Confidentiality was another technical concern raised by commentators during the workshop, particularly regarding the extent of information required to be reported and speakers sought clarity with respect to the types of financial information that must be provided. Specifically, Andrew Demetriou from Husch Blackwell in Los Angeles requested that the regulations define “certified financial statements”, one of the types of documents that organizations must submit with the required notice. Demetriou pointed out that “certified” does not have a particular meaning in the industry, and smaller organizations will not have audited financial statements, so OHCA should clarify the nature of statements it would like to see.

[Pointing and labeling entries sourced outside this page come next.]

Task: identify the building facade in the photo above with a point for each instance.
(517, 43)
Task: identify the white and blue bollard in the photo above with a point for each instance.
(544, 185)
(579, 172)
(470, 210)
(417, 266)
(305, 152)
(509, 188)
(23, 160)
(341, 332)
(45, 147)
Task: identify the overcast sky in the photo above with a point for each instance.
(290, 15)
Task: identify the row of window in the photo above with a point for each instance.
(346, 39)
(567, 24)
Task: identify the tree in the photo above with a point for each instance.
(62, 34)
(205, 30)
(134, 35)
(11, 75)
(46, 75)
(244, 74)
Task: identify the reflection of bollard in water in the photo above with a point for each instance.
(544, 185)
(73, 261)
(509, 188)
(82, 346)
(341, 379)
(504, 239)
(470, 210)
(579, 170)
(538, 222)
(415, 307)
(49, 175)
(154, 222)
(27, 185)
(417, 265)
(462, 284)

On the other hand, other commentators opined that the reporting requirements set forth in the proposed regulations should be expanded. For example, Michelle Grisat suggested that parties should be required report any planned or potential workforce changes (e.g., rate changes, changes in location of services, reductions in shifts, or shifting to lower acuity settings) and historical workforce transactions in patterned transactions.
Finally, commentators indicated that the regulations as proposed could, in some cases, result in OHCA processing duplicative revenue information also received and processed by other to state agencies. Bill Barcelona expressed concerns with the costs inherently caused by the dual review procedures and noted that such initial costs could actually diminish competition by overly burdening new players. Marc Aprea also suggested the proposed regulations include caps on reasonable costs which must be reimbursed.

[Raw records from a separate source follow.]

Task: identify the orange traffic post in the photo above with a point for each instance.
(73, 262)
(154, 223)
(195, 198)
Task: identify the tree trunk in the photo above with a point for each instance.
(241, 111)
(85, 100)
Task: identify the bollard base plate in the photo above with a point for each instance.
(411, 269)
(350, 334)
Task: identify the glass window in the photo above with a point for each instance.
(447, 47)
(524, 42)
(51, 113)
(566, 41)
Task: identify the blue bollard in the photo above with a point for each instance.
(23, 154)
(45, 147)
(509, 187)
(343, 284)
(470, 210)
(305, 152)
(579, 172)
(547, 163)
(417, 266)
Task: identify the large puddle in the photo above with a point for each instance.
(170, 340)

HCAI indicated during the workshop that they would offer a summary of the comments for OHCA’s Board to discuss during its August meeting. Healthcare stakeholders had the opportunity to provide written comments to OHCA regarding the regulations until August 31, 2023.
It remains to be seen whether and, if so, how OHCA revises or tweaks the regulations following the public comment period. Based on the lively discussion and important issues raised during the workshop, however, we expect that OHCA will have a lot to consider before moving to finalize them in the fall of this year. We will keep readers posted as further updates are unveiled in the coming weeks and months.